Although the current economic climate in Greece remains cold and uncertain, a group of possibly naive optimists have opened a new business in Santorini. A Greek oenologist, a Serbian brewer, an English brewing enthusiast, and an American to round out the multi-cultural group, comprise the ingredients for this successful enterprise that hopes to enliven a heretofore lackluster domestic beer-drinking scene.
Deceptively simple, the brewing operation begins, in this case, with equipment imported from Austria and housed in Mesa Gonia. Malted barley is milled and then submitted to a technique called mashing, which yields the liquid wort that is boiled with aromatic hops gathered from all over the world.

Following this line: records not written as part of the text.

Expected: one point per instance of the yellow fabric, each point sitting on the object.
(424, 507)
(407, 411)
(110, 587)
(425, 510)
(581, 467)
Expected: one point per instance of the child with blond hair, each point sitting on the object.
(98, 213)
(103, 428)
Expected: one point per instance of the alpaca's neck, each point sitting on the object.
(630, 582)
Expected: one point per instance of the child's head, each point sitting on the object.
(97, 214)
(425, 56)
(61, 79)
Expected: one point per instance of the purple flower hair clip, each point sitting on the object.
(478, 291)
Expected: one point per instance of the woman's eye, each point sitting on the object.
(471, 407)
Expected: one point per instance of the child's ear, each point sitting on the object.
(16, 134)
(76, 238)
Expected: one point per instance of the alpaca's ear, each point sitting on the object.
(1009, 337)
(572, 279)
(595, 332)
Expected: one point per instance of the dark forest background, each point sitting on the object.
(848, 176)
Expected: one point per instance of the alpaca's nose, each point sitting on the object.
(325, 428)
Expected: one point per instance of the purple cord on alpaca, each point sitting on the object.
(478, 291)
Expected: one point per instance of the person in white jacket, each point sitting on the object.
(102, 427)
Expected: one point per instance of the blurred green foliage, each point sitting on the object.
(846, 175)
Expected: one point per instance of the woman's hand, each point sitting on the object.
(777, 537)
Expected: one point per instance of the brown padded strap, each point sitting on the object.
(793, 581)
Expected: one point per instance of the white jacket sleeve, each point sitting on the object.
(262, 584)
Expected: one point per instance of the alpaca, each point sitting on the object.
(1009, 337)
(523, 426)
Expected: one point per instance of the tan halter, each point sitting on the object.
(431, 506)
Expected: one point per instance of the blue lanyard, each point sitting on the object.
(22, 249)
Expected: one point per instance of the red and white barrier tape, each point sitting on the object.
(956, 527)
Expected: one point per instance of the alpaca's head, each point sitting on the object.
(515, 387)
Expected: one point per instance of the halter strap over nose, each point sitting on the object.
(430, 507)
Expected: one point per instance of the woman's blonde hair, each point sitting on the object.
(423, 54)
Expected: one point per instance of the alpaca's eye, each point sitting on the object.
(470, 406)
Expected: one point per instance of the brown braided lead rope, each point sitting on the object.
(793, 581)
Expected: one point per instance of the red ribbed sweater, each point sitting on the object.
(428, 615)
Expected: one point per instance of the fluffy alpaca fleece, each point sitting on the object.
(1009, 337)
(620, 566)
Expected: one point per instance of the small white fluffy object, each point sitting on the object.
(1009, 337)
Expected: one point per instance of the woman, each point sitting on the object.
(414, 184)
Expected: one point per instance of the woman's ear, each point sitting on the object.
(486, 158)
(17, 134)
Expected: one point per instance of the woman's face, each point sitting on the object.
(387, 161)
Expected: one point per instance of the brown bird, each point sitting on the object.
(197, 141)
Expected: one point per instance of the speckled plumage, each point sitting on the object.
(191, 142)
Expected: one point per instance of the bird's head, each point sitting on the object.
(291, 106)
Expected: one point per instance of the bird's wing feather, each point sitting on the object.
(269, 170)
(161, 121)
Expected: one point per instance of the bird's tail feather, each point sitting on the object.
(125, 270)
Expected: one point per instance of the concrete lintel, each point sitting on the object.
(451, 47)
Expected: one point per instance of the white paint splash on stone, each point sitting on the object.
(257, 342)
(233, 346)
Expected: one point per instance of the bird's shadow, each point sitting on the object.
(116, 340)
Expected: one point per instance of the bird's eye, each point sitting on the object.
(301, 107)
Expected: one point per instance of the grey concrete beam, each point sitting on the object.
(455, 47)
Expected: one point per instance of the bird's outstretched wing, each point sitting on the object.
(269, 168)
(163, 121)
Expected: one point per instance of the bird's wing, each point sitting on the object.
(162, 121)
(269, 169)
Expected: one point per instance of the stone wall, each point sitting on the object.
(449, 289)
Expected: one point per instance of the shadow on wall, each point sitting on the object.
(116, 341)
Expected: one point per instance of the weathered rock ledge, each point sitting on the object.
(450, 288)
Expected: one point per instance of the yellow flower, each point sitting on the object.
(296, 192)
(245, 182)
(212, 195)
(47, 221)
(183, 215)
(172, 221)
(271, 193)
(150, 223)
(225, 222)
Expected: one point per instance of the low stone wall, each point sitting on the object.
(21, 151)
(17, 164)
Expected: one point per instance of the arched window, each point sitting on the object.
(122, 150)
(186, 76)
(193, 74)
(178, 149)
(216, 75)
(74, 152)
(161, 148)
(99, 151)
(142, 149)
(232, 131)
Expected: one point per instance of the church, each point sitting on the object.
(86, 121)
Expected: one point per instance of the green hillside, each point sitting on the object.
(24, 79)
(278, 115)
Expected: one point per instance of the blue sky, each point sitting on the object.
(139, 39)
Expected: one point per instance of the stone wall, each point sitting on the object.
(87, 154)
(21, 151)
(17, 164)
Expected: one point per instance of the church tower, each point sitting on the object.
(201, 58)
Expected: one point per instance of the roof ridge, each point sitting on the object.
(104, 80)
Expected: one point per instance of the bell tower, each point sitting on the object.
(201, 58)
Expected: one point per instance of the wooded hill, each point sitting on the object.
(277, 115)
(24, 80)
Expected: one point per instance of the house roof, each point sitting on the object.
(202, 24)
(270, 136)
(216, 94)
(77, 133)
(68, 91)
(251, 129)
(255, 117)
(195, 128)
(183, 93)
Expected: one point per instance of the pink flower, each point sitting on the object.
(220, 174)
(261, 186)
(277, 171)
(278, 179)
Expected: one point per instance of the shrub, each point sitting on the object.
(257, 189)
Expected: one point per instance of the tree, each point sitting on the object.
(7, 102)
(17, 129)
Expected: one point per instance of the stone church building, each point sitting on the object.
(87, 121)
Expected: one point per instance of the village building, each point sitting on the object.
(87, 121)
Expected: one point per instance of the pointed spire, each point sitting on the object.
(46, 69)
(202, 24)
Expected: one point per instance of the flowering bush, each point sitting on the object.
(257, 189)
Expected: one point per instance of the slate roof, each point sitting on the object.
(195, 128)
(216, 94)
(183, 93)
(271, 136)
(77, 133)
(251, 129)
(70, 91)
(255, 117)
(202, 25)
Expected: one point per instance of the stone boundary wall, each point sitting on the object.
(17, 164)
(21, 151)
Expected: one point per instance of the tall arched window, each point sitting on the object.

The residual spent grain benefits local vineyards as nutritious compost.
Primary fermentation begins with the addition of specialized yeasts, and secondary fermentation takes place under pressure in large storage tanks without any additional sugar, only those produced naturally during the brewing process.
These seemingly facile steps result in a fresh beer experience never before available in Santorini. Unfiltered, to capture every particle of flavor, our extraordinary "lagered ales" are alive with personality. Unpasteurized and preservative-free, they are also sensitive and somewhat fragile, as their very "living" nature requires refrigeration to assure their excellent quality and ultimately, their perfect enjoyment.
Each recipe contains four simple components - malted barley, hops, yeast and water - that in myriad permutations translate into countless possibilities. So, although these are our offerings for now, we are certain others will join them during the months and years to come.